Pjanic & Dzeko, Roma da sogno

I giallorossi battono meritatamente la Juve e lasciano i campioni d’Italia senza punti in classifica e chissà con quale futuro

di Redazione, @forzaroma

Forse è troppo presto perché siamo solo alla seconda giornata di campionato ma c’è l’impressione, come evidenzia Il Messaggero, che il vento sia cambiato.

La Roma batte meritatamente la Juve e lascia i campioni d’Italia senza punti in classifica e chissà con quale futuro. Garcia finalmente vince contro i bianconeri (al quinto tentativo, dopo 3 ko e 1 pari: l’unico successo in Coppa Italia).

Rispetto agli avversari i giallorossi si sono dimostrati più squadra. Anche perché hanno il centravanti: Dzeko ha subito lasciato il segno.

Garcia ha bocciato la Roma di Verona; fuori il pupillo Gervinho e dentro Iago Falque nel tridente offensivo. E’ la mossa che più ha inciso sulla prestazione dei giallorossi.

La Roma gioca e sceglie il solitario almeno fino alla metà del primo tempo. La Juve si difende e basta. Rizzoli non concede il rigore evidente ai giallorossi, dopo 40 secondi, per il fallo di Mandzukic su Florenzi. Pjanic prende il palo interno da fuori area. Il possesso palla, all’intervallo, è quasi del 68 per cento: il gruppo di Garcia ha la situazione sotto controllo. A fine gara sarà solo leggermente calato: 62,7 per cento.

La Roma si accende con i suoi due nazionali bosniaci. Prima di mettere il timbro sul successo, si scaldano con il tiro al bersaglio.
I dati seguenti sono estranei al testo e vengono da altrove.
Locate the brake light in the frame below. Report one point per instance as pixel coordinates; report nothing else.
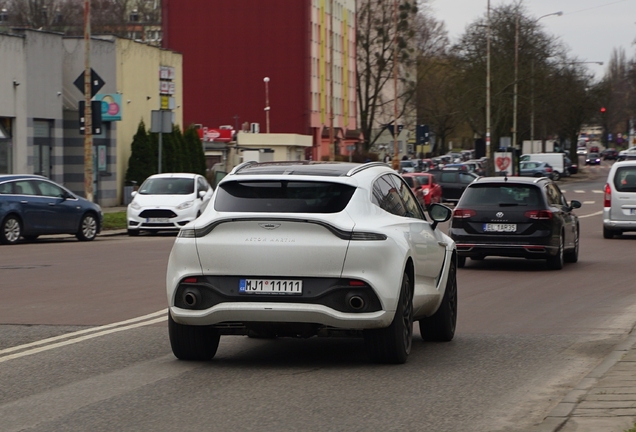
(538, 214)
(463, 213)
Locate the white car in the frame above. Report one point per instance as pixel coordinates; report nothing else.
(306, 249)
(619, 203)
(167, 202)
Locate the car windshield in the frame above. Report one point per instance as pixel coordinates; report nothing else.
(501, 195)
(167, 186)
(282, 196)
(625, 179)
(422, 180)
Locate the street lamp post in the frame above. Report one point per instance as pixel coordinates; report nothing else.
(266, 81)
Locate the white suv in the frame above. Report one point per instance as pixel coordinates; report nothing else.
(619, 205)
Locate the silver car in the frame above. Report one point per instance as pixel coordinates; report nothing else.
(619, 204)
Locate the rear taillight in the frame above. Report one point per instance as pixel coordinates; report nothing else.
(538, 214)
(463, 213)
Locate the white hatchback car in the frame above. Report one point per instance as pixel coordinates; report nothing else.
(166, 202)
(306, 249)
(619, 204)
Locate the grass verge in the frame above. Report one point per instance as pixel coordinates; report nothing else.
(114, 221)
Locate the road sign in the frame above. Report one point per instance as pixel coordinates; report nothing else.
(96, 83)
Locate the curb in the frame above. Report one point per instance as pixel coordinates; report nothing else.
(562, 413)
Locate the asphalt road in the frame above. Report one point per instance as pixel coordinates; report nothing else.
(84, 346)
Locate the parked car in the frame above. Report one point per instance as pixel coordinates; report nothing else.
(516, 217)
(609, 154)
(592, 159)
(624, 154)
(407, 166)
(31, 206)
(619, 203)
(535, 169)
(453, 182)
(167, 202)
(302, 249)
(426, 189)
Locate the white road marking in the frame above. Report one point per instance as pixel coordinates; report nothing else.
(79, 339)
(591, 214)
(80, 332)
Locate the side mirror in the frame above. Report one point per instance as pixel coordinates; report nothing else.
(439, 213)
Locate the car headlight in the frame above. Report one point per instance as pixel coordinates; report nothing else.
(185, 205)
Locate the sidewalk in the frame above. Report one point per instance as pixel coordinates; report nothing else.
(604, 401)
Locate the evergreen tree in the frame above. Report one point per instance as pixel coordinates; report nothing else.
(140, 161)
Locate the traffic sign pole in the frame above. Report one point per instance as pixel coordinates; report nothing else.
(88, 113)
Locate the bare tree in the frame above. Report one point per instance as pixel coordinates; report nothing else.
(375, 60)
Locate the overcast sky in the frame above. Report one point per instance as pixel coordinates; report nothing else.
(590, 28)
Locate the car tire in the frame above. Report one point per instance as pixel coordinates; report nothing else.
(88, 228)
(440, 327)
(393, 343)
(572, 256)
(196, 343)
(555, 262)
(11, 230)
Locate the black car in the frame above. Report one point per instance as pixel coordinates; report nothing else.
(453, 182)
(31, 206)
(516, 217)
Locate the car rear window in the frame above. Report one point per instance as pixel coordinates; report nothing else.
(167, 186)
(501, 195)
(625, 179)
(282, 196)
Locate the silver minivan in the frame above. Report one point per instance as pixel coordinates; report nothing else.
(619, 203)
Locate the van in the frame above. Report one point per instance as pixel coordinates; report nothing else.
(619, 201)
(555, 160)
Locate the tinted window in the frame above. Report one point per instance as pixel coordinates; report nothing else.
(501, 195)
(282, 196)
(167, 186)
(49, 189)
(386, 196)
(625, 179)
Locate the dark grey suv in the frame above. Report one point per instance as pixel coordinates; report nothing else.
(516, 217)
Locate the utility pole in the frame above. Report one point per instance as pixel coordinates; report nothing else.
(88, 112)
(332, 144)
(396, 160)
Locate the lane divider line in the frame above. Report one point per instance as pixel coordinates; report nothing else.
(80, 332)
(79, 339)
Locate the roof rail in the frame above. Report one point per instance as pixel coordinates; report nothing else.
(365, 166)
(241, 166)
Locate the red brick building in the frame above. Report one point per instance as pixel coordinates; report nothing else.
(230, 46)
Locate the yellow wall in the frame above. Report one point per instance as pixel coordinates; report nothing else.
(138, 82)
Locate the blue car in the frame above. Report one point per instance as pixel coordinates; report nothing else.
(32, 205)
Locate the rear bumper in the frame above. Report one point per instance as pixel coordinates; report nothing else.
(282, 313)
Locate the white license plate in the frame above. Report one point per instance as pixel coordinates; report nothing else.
(157, 220)
(500, 227)
(270, 286)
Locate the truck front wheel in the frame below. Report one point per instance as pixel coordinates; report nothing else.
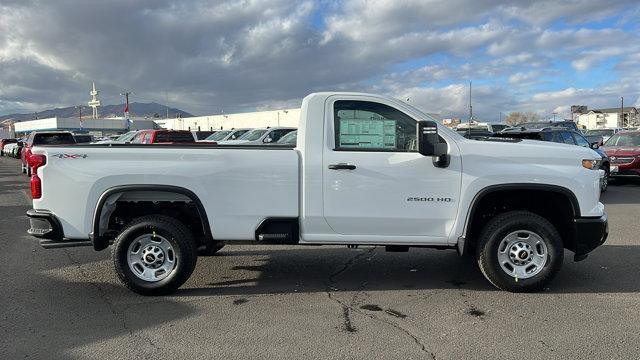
(154, 255)
(519, 251)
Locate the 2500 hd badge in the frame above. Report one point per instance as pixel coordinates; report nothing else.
(430, 199)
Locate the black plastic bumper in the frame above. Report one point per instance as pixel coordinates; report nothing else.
(590, 233)
(47, 227)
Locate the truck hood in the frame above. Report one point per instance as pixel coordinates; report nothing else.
(622, 150)
(535, 151)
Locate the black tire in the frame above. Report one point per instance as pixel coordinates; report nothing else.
(181, 241)
(205, 251)
(504, 224)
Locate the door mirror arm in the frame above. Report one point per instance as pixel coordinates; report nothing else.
(429, 143)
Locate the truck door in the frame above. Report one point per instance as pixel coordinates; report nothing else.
(374, 180)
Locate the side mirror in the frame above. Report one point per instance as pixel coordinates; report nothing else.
(429, 143)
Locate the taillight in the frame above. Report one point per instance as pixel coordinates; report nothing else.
(35, 161)
(36, 187)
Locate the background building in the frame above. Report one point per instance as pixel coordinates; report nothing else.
(95, 127)
(609, 118)
(287, 117)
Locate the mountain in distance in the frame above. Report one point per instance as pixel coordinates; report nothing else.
(150, 110)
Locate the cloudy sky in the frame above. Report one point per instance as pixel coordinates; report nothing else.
(211, 56)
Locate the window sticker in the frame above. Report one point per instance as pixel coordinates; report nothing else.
(363, 129)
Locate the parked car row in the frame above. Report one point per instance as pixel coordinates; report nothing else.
(243, 136)
(619, 148)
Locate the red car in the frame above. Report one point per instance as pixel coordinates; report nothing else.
(163, 137)
(623, 149)
(42, 138)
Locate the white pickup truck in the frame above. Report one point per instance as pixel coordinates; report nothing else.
(367, 170)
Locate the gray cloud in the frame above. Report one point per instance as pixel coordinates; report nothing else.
(212, 55)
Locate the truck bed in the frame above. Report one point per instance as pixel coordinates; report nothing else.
(239, 186)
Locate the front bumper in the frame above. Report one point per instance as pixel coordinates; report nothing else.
(590, 233)
(46, 226)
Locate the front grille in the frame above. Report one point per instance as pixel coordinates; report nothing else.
(621, 160)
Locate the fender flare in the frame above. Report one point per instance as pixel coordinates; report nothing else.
(463, 245)
(102, 242)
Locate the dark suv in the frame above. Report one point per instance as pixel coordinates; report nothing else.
(564, 136)
(37, 138)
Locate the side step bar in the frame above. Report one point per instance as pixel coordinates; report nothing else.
(53, 244)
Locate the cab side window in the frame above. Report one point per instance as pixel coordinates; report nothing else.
(581, 140)
(371, 126)
(138, 138)
(275, 135)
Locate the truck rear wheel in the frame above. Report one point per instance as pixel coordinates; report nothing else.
(519, 251)
(154, 255)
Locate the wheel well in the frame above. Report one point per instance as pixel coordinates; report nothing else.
(557, 207)
(119, 207)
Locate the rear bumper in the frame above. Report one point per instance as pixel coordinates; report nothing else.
(46, 227)
(590, 233)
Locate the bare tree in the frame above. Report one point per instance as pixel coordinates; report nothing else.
(515, 118)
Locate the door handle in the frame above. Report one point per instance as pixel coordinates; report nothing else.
(342, 166)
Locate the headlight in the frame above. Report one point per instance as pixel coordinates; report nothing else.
(591, 164)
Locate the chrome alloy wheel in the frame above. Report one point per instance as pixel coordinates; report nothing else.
(151, 257)
(522, 254)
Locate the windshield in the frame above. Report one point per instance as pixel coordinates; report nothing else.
(498, 127)
(473, 127)
(603, 132)
(624, 140)
(289, 139)
(127, 136)
(218, 135)
(253, 135)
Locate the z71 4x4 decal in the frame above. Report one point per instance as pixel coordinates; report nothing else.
(70, 156)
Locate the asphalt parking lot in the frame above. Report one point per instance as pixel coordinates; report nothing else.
(274, 302)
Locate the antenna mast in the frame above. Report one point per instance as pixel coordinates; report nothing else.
(470, 106)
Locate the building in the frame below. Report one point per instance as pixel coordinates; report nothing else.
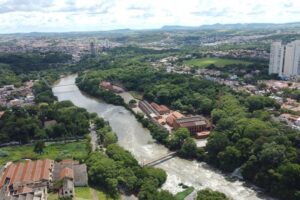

Pjanic ci prova di sinistro nel cuore dell’area bianconera, Dzeko lo imita con lo stesso piede, calciando però da posizione decentrata. Buffon tiene in piedi l’intera baracca che sta per crollare. Bussa la prima volta Pjanic su punizione, carezza di destro e 1 a 0. Si presenta davanti alla porta pure Dzeko: colpo di testa e 2 a 0. Il centravanti corre a braccia aperte verso la Sud. Contatto da brividi, anche nel pomeriggio della protesta silenziosa dei tifosi.

Nel finale la Roma si addormenta. Pereyra invita in area Dybala, a segno in solitudine prima del recupero: 2 a 1. Poi Szczesny è strepitoso sul colpo di testa di Bonucci. Vola il portiere, proprio come la Roma, mai così spigliata e coinvolgente nel 2015.